Négociations à marche forcée sur la résolution
La recapitalisation directe des banques sera l’ultime recours à l’issue de l’évaluation des actifs bancaires que la Banque centrale européenne s’apprête à faire en 2014, d’après une déclaration adoptée par les ministres des finances des Vingt-Huit réunis jeudi et vendredi à Bruxelles. Pour le mécanisme européen de résolution (MES) en place à partir de 2015, les discussions vont s’accélérer d’ici au Conseil européen des 20 et 21 décembre, dans l’attente de la formation du gouvernement allemand.
Globalement, «nous sommes tombés d’accord sur les principaux sujets mais nous devons encore passer du temps sur quelques autres» concernant le MES, a expliqué le ministre des finances lithuanien qui préside le conseil Ecofin jusqu’à fin 2013. L’Allemagne reste le dernier pays à douter de la base juridique retenue par la Commission européenne, qui permettrait d’approuver le dispositif à la majorité des Etats membres. Celle recommandée par Berlin supposerait l’unanimité, donnant de facto un droit de veto aux pays non membres de la zone euro, comme le Royaume-Uni ou la Pologne.

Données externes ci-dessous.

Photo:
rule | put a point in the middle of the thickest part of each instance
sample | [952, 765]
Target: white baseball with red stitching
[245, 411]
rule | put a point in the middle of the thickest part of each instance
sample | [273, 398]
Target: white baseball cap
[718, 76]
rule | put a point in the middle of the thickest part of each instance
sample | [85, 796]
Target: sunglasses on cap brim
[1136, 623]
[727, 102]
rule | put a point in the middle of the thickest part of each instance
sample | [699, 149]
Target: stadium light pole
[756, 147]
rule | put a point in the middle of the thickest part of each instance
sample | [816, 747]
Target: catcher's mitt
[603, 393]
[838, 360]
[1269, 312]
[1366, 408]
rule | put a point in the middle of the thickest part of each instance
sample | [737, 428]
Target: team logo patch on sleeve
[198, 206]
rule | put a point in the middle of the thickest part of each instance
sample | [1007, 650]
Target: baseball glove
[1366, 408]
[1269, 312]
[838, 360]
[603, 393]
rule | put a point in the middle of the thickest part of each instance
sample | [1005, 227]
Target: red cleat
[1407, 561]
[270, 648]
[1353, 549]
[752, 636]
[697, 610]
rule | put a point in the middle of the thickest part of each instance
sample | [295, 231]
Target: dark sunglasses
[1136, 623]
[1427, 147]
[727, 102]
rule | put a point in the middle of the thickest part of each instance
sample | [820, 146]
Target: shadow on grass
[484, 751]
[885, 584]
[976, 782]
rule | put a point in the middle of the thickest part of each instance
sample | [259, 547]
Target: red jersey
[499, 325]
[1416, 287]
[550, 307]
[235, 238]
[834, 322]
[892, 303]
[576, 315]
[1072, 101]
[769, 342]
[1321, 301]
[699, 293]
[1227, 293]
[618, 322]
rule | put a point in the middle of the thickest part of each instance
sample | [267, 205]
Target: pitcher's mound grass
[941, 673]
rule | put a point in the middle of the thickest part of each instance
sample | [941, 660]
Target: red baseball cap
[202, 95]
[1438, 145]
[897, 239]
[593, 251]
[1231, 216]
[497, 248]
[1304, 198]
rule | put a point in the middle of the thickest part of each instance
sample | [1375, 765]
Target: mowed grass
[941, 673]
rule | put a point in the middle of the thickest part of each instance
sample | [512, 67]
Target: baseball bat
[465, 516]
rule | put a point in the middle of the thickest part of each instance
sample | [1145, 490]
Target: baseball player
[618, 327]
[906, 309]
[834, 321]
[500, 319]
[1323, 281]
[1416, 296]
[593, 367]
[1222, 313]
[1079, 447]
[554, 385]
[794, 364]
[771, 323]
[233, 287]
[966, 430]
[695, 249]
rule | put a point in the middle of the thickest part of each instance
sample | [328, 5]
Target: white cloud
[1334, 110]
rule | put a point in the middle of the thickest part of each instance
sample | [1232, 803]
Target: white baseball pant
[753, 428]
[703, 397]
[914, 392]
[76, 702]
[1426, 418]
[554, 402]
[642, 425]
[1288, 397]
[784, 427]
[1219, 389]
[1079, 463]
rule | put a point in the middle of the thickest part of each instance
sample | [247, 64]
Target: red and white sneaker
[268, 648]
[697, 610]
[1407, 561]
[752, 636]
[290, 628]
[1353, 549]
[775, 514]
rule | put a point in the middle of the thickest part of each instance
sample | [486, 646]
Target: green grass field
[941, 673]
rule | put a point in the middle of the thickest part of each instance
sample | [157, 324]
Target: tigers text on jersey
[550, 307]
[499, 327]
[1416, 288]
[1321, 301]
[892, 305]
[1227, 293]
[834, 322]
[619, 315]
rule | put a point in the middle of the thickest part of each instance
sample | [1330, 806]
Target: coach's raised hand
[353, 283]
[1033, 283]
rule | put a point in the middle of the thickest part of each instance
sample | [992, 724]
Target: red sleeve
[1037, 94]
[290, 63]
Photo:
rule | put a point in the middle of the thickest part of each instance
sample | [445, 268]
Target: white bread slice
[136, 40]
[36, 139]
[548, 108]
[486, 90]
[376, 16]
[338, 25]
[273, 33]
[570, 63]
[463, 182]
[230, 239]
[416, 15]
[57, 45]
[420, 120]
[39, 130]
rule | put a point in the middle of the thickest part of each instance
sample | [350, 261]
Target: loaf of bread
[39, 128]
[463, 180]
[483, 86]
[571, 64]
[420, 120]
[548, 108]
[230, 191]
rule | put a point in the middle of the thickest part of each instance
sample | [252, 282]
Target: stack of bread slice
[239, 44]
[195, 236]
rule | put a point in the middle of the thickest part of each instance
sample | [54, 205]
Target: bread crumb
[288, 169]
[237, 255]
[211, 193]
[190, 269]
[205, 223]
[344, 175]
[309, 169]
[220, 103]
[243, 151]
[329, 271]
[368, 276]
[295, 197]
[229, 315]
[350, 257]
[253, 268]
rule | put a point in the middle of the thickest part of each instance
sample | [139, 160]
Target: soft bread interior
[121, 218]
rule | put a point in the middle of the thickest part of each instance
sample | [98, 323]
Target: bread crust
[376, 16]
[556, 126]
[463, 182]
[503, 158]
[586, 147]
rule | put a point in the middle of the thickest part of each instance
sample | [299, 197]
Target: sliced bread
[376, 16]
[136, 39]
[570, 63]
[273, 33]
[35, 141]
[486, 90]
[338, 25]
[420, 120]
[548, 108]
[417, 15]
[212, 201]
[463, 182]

Autre pomme de discorde: le fonds de résolution unique paneuropéen proposé par la Commission et qui serait constitué progressivement entre 2015 et 2025 par des contributions de l’industrie à concurrence de 60 milliards d’euros. «Nous travaillons sur le présupposé d’un fonds unique», a expliqué la présidence lithuanienne à l’issue de la réunion de vendredi, tout en ajoutant qu’il fallait encore décider «comment il peut être construit pendant la période de transition». Le ministre allemand Wolfgang Schäuble assure que la création d’un tel fonds suppose une révision du traité. Le délai prévu laisse le temps d’engager la négociation d’une «constitution» de la zone euro demandée par la chancelière Angela Merkel.
Les discussions sur le MES vont reprendre au niveau technique la semaine prochaine en vue d’une nouvelle réunion ministérielle les 9 et 10 décembre. Elles porteront notamment sur le champ du mécanisme de résolution. On s’oriente vers la possibilité de confier la résolution à une autorité nationale pour les plus petits établissements. L’idée de faire participer le conseil des ministres aux décisions sur les plans de résolution, autre demande allemande, gagne aussi du terrain, alors que la Commission avait proposé de s’arroger seule cette compétence. La semaine dernière Michel Barnier s’est dit «ouvert» à cette possibilité.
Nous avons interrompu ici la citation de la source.